1. That you’re always guaranteed of having fun on a ride. Unlike other forms of cycling, how much fun you have doesn’t depend on the pace of the group. You can punch hard through some singletrack, practice new skills, try to see how far you can go without touching the brakes. There’s always something new to discover whenever you hit the trails, and this always makes you a better rider as a result.

2. People don’t care so much about how you look. Despite keeping an open mind about roadie stuff, people keep reminding me I’m a mountain biker. I’ve been told it’s weird to wear jeans on the podium, asked to remove the visor from my helmet 15 seconds before a race start, asked to remove my hat for photos. Someone told me the backpack I was wearing on a bunch ride created wind drag. Good. Cause the bunch ride was really slow. And in my bag was everything I needed for the rest of the day. Like jeans and a hat.

Post-race chillaxing. Matt Carling and Gaye Camm swap stories after their respective  races in the retro category (for bikes from 2000 or earlier).

This. This DOES NOT happen at a road race.

 

3. You can be self-sufficient at a race and still have a chance. I like being able to leave a few biddons on a table, fix my own mechanicals, and carry spares on my back. Self-sufficiency is valued on the dirt.
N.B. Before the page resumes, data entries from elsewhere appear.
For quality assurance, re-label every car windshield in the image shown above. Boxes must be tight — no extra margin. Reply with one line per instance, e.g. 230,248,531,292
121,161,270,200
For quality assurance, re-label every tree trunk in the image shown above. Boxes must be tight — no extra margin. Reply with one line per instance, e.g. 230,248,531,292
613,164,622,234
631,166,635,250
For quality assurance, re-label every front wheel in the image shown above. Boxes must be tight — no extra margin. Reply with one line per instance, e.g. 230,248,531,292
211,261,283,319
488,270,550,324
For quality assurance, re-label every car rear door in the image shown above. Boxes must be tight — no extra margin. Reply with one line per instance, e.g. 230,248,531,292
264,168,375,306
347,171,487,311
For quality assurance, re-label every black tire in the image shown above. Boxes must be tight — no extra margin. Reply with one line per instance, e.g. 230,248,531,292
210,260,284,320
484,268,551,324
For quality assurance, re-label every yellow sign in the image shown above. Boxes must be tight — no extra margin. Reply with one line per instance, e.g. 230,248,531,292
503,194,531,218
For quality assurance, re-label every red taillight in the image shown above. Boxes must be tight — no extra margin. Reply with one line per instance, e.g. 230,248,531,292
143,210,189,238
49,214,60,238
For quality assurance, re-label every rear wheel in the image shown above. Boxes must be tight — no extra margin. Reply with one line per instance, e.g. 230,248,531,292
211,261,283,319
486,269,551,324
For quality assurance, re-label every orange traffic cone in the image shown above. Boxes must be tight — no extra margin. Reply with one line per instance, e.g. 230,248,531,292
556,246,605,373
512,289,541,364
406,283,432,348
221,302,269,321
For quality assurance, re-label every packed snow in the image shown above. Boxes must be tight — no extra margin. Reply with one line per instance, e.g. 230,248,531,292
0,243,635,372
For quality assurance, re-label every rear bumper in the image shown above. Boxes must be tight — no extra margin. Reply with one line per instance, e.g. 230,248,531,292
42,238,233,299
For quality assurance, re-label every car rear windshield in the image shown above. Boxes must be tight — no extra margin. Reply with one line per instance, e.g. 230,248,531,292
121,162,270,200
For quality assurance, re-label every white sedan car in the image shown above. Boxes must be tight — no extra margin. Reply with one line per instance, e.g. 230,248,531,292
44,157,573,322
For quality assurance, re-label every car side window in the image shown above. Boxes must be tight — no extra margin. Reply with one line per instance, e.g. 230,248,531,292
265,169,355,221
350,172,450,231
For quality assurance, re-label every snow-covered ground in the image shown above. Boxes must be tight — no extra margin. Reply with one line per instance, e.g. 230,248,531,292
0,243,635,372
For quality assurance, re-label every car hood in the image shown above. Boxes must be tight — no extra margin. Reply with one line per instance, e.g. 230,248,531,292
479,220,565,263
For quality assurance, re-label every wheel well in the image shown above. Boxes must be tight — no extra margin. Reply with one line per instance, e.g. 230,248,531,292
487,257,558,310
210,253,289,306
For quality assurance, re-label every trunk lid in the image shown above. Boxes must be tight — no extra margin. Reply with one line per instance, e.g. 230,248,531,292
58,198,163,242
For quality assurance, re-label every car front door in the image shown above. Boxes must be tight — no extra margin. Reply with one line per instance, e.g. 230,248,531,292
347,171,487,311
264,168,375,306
And being self-sufficient doesn’t mean you’ll loose sight of the bunch and wonder whether you should DNF to save your legs.

4. Event websites give you a good idea about the atmosphere you can expect on the day. I keep reminding myself that people new to mountain biking probably find it hard to find out too much information on a basic club race. But of the road races I’ve entered, I too often end up asking other people about the rules, where to go, what to plan or expect. I can’t seem to find it out online. Having said that, the events I’ve entered have cost a lot less and the infrastructure fairly basic.

Some of the best stocked food stations we've ever seen, including.... bacon and egg sandwiches.

And this. This wouldn’t happen either.

5. I love that if I rock up to a mountain bike ride I can completely knacker myself whatever the overall speed of the group. Do this on the road and you’ll leave everyone for dead, or be left for dead – knackered by default, just for trying to hold on. A mountain bike race is my own personal time trial. And social rides are more start/stop, which keeps everyone together. Plus people bring different skills and speed to different sections of trail. I’ve never ridden behind someone I didn’t learn from.

Briars Highland Fling 2012

And women. Women are actually get prize money, respect and recognition in mountain biking.

6. There are categories at races for women. That doesn’t mean that there are always people competing in these categories, but at least they are there. You can race with the guys, but feel valued as a female. And if you’re lucky to land on a podium, it’s a really nice way to meet other riders who are into the sport in a similar way to you. I came second in a fictitious women’s category at a road event recently. It bummed me out that I never got to shake hands with the winner, say g’day and compare thoughts on the day.

There is still a lot that I’ve really enjoyed from discovering a different way of riding: new friends, new pacing strategies, riding in a large group, different event challenges, tactics and dynamics. But it’s nice to be reminded that the six simple things above are as important to the fun, inclusive feel of mountain biking as knobbly tyres and a big, dusty grin.